で、今回は「オマール海老の握り寿司」です。
小田原のあるお寿司屋さんで、初めてこのお寿司に出会ったとき、海老蟹好きな私は狂喜乱舞しました。
甲殻類機動隊隊長と名乗りたい私です。
恐る恐る注文し、皿を手渡されたときは「どのように食べれば良いか」と一瞬考え込みました。鮮やかな海老色を纏ったプリプリの身、その下には赤酢の硬めのシャリ。
硬めのシャリが好きな私は、とても真面目な表情を作り、右手の指三本でそろりと摘みました。
すると、オマール海老のプリプリ感が、味覚脳にビンと伝わってきました。
身側にお醤油を少しだけつけ、口に運びました。
はい、プリプリ感と上品な海老の香りが口中に広がり、食の幸福感に満たされたのは言うまでもありません。
甘海老、牡丹海老……海老類は大好きな握り寿司のネタですが、何十年も生きてきて初めて味わったオマール海老の握り寿司は、海老握り寿司界のラスボス的な存在として、私の「美味しいものを食べたい」ノオトにしっかり記されました。

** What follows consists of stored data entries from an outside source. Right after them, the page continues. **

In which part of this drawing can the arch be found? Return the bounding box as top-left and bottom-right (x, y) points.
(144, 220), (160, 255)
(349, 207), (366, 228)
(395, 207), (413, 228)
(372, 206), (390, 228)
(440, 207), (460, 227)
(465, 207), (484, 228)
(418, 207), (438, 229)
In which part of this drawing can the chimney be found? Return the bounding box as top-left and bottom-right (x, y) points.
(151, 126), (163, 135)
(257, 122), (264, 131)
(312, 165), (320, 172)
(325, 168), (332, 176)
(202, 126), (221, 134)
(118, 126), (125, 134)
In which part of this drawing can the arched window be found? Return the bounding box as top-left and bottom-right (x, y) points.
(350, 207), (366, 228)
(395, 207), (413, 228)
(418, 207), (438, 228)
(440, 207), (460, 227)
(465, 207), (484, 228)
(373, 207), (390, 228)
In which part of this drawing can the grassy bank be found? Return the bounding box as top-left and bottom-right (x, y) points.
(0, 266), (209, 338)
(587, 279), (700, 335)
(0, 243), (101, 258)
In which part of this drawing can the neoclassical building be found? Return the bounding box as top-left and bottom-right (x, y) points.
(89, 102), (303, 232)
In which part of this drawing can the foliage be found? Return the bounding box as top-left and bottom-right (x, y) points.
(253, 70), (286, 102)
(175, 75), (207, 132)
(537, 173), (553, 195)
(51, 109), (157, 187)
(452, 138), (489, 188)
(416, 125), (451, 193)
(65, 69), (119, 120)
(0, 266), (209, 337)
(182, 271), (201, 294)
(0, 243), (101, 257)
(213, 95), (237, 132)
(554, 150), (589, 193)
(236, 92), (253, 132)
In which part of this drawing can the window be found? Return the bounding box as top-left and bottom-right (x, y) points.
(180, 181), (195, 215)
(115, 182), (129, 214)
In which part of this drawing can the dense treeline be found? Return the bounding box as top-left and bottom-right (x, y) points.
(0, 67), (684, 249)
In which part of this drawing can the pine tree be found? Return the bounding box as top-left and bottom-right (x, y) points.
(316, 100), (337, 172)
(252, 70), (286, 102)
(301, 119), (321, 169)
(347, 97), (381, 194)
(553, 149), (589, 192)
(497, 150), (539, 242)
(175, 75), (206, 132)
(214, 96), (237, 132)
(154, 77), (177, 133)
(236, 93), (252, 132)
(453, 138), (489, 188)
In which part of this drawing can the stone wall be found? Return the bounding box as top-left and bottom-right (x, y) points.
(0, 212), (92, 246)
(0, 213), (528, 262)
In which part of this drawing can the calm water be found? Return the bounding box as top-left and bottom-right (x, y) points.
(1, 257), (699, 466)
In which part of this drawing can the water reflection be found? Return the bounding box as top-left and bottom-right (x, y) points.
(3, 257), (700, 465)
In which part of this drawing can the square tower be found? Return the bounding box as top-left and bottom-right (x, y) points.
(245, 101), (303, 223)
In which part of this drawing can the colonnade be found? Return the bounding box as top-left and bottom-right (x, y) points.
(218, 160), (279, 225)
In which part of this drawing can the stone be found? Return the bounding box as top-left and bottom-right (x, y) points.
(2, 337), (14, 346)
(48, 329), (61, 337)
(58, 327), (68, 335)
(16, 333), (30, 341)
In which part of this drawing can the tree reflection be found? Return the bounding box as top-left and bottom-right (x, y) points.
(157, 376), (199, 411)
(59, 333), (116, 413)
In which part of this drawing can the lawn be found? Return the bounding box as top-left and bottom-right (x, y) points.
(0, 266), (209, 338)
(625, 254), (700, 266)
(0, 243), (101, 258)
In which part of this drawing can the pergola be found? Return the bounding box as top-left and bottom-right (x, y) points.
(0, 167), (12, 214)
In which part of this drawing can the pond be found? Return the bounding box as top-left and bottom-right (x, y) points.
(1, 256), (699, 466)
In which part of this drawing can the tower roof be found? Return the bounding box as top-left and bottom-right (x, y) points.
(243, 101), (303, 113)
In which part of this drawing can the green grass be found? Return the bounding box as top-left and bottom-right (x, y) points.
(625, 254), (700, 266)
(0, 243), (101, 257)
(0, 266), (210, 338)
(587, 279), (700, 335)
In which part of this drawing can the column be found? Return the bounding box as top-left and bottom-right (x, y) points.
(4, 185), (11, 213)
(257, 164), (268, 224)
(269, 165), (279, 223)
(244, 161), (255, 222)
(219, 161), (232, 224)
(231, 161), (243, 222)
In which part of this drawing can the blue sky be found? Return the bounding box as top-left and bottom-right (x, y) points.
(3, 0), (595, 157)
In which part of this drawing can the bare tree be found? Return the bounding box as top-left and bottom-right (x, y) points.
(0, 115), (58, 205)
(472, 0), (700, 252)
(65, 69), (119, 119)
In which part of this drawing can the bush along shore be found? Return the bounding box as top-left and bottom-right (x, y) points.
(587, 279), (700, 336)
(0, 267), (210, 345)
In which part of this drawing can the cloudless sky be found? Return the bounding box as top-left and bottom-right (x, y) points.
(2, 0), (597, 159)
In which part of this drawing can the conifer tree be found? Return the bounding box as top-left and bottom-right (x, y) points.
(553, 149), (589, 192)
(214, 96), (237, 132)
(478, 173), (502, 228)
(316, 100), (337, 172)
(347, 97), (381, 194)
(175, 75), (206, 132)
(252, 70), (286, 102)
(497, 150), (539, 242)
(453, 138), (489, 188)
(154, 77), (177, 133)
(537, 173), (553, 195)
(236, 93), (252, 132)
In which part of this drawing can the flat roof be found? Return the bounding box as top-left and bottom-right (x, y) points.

世田谷区に住む私が小田原に行くのもままならず、しょっちゅう食べられませんが、数カ月経つと「オマール海老の握り寿司が食べたい!」と叫び出し、仕事もままならず、世田谷の自宅から西湘バイパスを車で飛ばし、オマール海老の握り寿司に合うのを恋い焦がれる私です。
私の湘南の恋は、オマール海老の握り寿司なのです。桑田さん。